Accettando che vi fosse un rischio per la vita “sufficientemente grave, reale e accertabile”, che poteva essere qualificato come “imminente”, la Corte ha ritenuto che questo caso rientrasse nell’ambito dell’articolo 2. In linea con un “approccio precauzionale” e con il lasso di tempo in cui il problema dell’inquinamento era noto, la Corte ha ritenuto che lo Stato non potesse fare affidamento sul fatto che gli effetti precisi che l’inquinamento avrebbe potuto avere sulla salute di un particolare richiedente non potessero essere accertati, per sottrarsi al suo dovere di protezione nei confronti dei rimanenti richiedenti.

LA MANCATA RISPOSTA AL PROBLEMA DA PARTE DELLE AUTORITÀ

Diversi doveri erano ricaduti sullo Stato a seguito di questa crisi: la Corte ha ritenuto che non vi fossero prove sufficienti di una risposta sistematica, coordinata e completa da parte delle autorità nell’affrontare la situazione della Terra dei Fuochi.
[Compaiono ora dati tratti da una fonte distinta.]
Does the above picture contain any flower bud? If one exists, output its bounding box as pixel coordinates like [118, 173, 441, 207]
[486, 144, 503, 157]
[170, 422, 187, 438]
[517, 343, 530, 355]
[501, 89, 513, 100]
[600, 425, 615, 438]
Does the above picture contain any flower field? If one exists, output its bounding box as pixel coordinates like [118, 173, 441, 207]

I progressi erano stati lenti nella valutazione dell’impatto dell’inquinamento quando era stata necessaria una spedizione. Ha rilevato un problema generalizzato di coordinamento e attribuzione delle responsabilità in Campania per quanto riguarda la decontaminazione.
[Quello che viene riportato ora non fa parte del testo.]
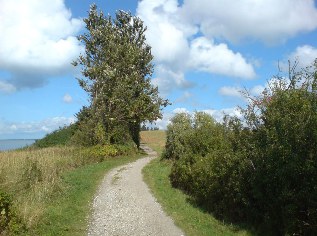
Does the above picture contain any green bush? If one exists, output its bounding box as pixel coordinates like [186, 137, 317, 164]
[243, 88, 317, 235]
[0, 190, 25, 235]
[34, 124, 76, 148]
[163, 113, 192, 160]
[165, 61, 317, 235]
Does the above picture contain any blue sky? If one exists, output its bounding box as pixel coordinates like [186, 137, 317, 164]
[0, 0, 317, 139]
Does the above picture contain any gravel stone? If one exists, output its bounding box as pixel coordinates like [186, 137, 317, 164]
[88, 146, 184, 236]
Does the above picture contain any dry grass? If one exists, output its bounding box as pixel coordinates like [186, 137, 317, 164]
[141, 130, 166, 153]
[0, 147, 90, 228]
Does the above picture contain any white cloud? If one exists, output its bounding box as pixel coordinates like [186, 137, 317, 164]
[0, 117, 76, 136]
[137, 0, 255, 92]
[188, 37, 255, 79]
[137, 0, 317, 91]
[152, 64, 193, 95]
[219, 86, 242, 98]
[250, 85, 265, 96]
[219, 85, 265, 101]
[202, 107, 242, 122]
[173, 107, 189, 114]
[0, 0, 83, 88]
[175, 91, 193, 103]
[182, 0, 317, 43]
[63, 93, 73, 103]
[0, 80, 16, 93]
[289, 45, 317, 69]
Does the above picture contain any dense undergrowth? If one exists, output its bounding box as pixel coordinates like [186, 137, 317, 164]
[163, 64, 317, 235]
[0, 126, 138, 235]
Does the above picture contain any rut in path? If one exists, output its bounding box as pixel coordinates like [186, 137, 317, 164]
[88, 146, 184, 236]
Era impossibile avere un’idea generale di dove fosse ancora da decontaminare. Il Governo ha affermato che erano state intraprese numerose azioni per indagare sugli impatti sulla salute dell’inquinamento, come il rafforzamento dello screening del cancro. Tuttavia, la maggior parte di queste misure era stata intrapresa solo dopo il 2013. Alla luce dei ritardi che caratterizzavano la risposta delle autorità, queste non avevano agito con la diligenza richiesta nelle loro indagini sull’impatto sulla salute dell’inquinamento di Terra dei Fuochi.

LE CONDANNE PER REATI AMBIENTALI NELLA TERRA DEI FUOCHI

Il Governo ha fornito solo 7 esempi di condanne presumibilmente correlate per reati ambientali. Data la lunga durata della crisi, è stato impossibile per la Corte ottenere una panoramica solo da quelle osservazioni. Non è stata quindi convinta che lo Stato avesse intrapreso le necessarie azioni di giustizia penale per combattere lo smaltimento illegale di rifiuti nell’area di Terra dei Fuochi.
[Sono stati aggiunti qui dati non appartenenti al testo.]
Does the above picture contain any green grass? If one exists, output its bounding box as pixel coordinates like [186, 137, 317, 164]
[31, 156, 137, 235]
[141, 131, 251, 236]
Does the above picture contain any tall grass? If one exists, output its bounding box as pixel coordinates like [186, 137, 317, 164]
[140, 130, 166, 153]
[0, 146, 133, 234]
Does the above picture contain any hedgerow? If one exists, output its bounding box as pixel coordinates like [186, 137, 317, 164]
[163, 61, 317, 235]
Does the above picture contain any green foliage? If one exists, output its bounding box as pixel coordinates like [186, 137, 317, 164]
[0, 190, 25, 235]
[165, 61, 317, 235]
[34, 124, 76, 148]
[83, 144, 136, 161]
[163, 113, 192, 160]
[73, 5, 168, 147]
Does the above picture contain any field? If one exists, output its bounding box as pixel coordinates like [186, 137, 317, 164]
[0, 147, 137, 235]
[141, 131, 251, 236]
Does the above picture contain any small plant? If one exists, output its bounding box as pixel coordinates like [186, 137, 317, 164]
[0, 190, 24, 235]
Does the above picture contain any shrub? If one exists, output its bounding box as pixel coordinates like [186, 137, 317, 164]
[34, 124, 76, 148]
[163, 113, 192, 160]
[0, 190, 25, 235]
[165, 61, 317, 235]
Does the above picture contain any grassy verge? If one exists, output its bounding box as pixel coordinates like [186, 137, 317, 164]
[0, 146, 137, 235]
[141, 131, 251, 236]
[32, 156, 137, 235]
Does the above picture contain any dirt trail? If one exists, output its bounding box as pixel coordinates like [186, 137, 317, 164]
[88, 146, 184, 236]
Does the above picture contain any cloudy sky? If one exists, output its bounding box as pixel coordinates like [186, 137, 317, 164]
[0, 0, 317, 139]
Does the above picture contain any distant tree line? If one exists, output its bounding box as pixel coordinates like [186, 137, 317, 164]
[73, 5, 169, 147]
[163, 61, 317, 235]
La Corte ha aggiunto che le autorità italiane sembravano essere state piuttosto lente nell’affrontare le carenze sistematiche che colpivano il sistema di gestione dei rifiuti in Campania. Considerata l’entità, la complessità e la gravità della situazione, era necessaria una strategia di comunicazione completa e accessibile, al fine di informare il pubblico in modo proattivo sui potenziali o effettivi rischi per la salute e sulle azioni intraprese per gestire tali rischi. Ciò non è stato fatto. In effetti, alcune delle informazioni erano state coperte per periodi considerevoli dal segreto di Stato.

Nel complesso, la Corte ha ritenuto che le autorità italiane non abbiano affrontato il problema della Terra dei Fuochi con la diligenza giustificata dalla gravità della situazione. Lo Stato italiano non aveva fatto tutto ciò che era richiesto per proteggere la vita dei ricorrenti. Dato che le argomentazioni ai sensi dell’articolo 8 erano le stesse di quelle già decise ai sensi dell’articolo 2, la Corte ha ritenuto che non fosse necessario esaminare separatamente questo reclamo.